Vous ne les jetez pas, rassurez moi ?
Vous venez de le faire à l’instant ? Alors à moins qu’ils ne soient parmi les restes de spaghettis et de sauce tomate, je vous suggère d’aller vite les récupérer, ils auront peut être la chance d’avoir une seconde vie !
Comment ?
Grâce à une méthode très simple qu’utilisaient déjà nos mères et nos grands-mères, lorsque le consumérisme n’était pas encore devenu un diktat : le recyclage.
Il n’y a encore pas si longtemps, le recyclage était synonyme de pauvreté (rappelez vous ce que l’on faisait des restes de savons ou de bougies), il était l’apanage de ceux qui n’avaient pas les moyens financiers d’acheter du neuf, voir d’acheter tout court. Lorsque l’on voulait prétendre à un certain « standing » , totalement subjectif soit dit en passant, il n’était pas question de recycler. Jeter et acheter sont encore les deux mamelles d’une société de consommation dans laquelle le travail, à part remplir les tiroirs caisses des lobbys industriels qui se chargent de vider ceux des consommateurs, n’a plus de valeur sociale, on parle de travail « alimentaire ».
Aujourd’hui, le recyclage a reprit du service, il est devenu une tendance incontournable (qui l’eu cru ?!), celui qui ne recycle pas est considéré non seulement comme un pollueur, mais aussi comme un supo supôt de la société de consommation, un adorateur du veau d’or moderne !
Le recyclage faisait partie de mon quotidien, lorsque j’étais enfant je voyais alors ma mère détricoter les vieux pulls, rouler la laine tortillée en écheveaux, l’humidifier à la vapeur, puis la rouler de nouveau en pelotes. Ces pelotes servaient ensuite à tricoter ou crocheter de nouveaux pulls, des coussins ou d’autres élèments.
Récemment, je suis tombée sur un article du magazine en ligne américain Craft, site de créations alternatives que je visite régulièrement car il fourmille d’idées de transformation des matières qui peuplent notre quotidien. L’article concernait justement l’utilisation des restes de pelotes, dont on ne sait jamais que faire, je me suis alors rappelée les pelotes recyclées de mon enfance et j’ai eu envie d’en faire un article dans la Gazette pour partager l’idée avec vous.

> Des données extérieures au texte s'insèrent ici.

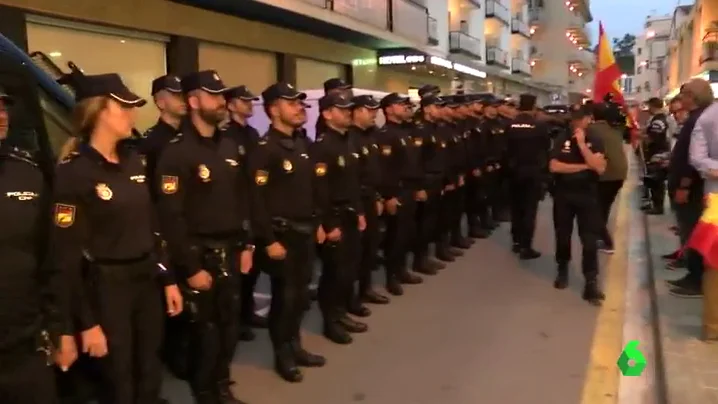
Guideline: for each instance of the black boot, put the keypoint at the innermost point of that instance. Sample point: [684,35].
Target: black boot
[393,286]
[285,364]
[225,395]
[561,281]
[592,293]
[306,358]
[335,332]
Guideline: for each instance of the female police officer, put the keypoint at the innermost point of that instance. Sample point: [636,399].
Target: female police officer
[25,376]
[103,242]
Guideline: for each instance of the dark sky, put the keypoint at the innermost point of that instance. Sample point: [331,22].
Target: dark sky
[627,16]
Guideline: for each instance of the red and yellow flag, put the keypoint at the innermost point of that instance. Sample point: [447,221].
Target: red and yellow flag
[607,71]
[704,238]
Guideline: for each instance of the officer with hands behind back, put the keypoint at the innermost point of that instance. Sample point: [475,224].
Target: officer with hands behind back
[401,186]
[527,147]
[284,213]
[577,161]
[343,219]
[363,133]
[31,322]
[103,241]
[240,109]
[204,212]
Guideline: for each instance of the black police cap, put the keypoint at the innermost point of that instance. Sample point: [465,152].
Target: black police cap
[284,91]
[432,99]
[240,92]
[334,100]
[206,80]
[393,98]
[429,89]
[336,84]
[5,97]
[366,101]
[107,85]
[169,82]
[527,102]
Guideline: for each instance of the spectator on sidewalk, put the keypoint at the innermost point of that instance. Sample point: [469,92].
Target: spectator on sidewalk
[612,179]
[695,155]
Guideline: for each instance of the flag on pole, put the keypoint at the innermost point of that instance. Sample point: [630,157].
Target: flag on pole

Le but dans l’article du magazine Craft n’est pas de détricoter d’anciens pulls (mais rien ne vous empêche de le faire), l’idée est plutôt d’assortir les restes de pelotes dont on ne sait que faire pour les réutiliser d’une manière attractive.
La jolie pelote que vous aperçevez sur la photo du haut, est un mélange de plusieurs fils, assemblés selon la technique du filage au fuseau. Si cette technique vous est totalement inconnue, le recyclage des fils inutilisés est un bon moyen pour vous familiariser avec cet artisanat et de vous lancer dans de nouvelles explorations.
Sur le site Craft, vous aprendrez également à vous passer des fuseaux vendus dans le commerce en fabriquant le votre, toujours selon la méthode du recyclage !
Craft étant un magazine qui aborde des techniques dans de nombreux domaines, votre curiosité vous poussera peut être à fouiller dans les différentes catégories où vous pourrez dénicher des idées de recyclage totalement insolites.
Et si l’anglais n’est décidément pas votre tasse de thé, n’oubliez pas qu’il existe de nombreux traducteurs de sites gratuits en ligne.
Source des photos : Craft (photos publiées avec l’autorisation de Natalie ZEE DRIEU, éditeur en chef du magazine Craft).




18 mai 2010 à 3:03
Je fais partie de celles qui ont appris le crochet avec la grand-mère. … et je récupère encore aujourd’hui la laine des pulls qui peuvent se défaire! Quant aux restes, ils font partie du matériel de stockage. Sinon on prenait ce qui restait, on crochetait tant qu’il y en avait, et ensuite on passait au reste suivant, etc. Cela donnait des jolis tapis multicolore. Pas question de jeter!!!
25 mai 2010 à 12:58
Bonjour Stefania,
Désolée de répondre avec un peu de retard, j’ai raté votre commentaire dans ma messagerie.
Pratiquer la récup et le recyclage ça fait marcher l’imagination !
Moi aussi j’essaie de faire avec ce que j’ai, le crochet consumériste n’est pas mon but.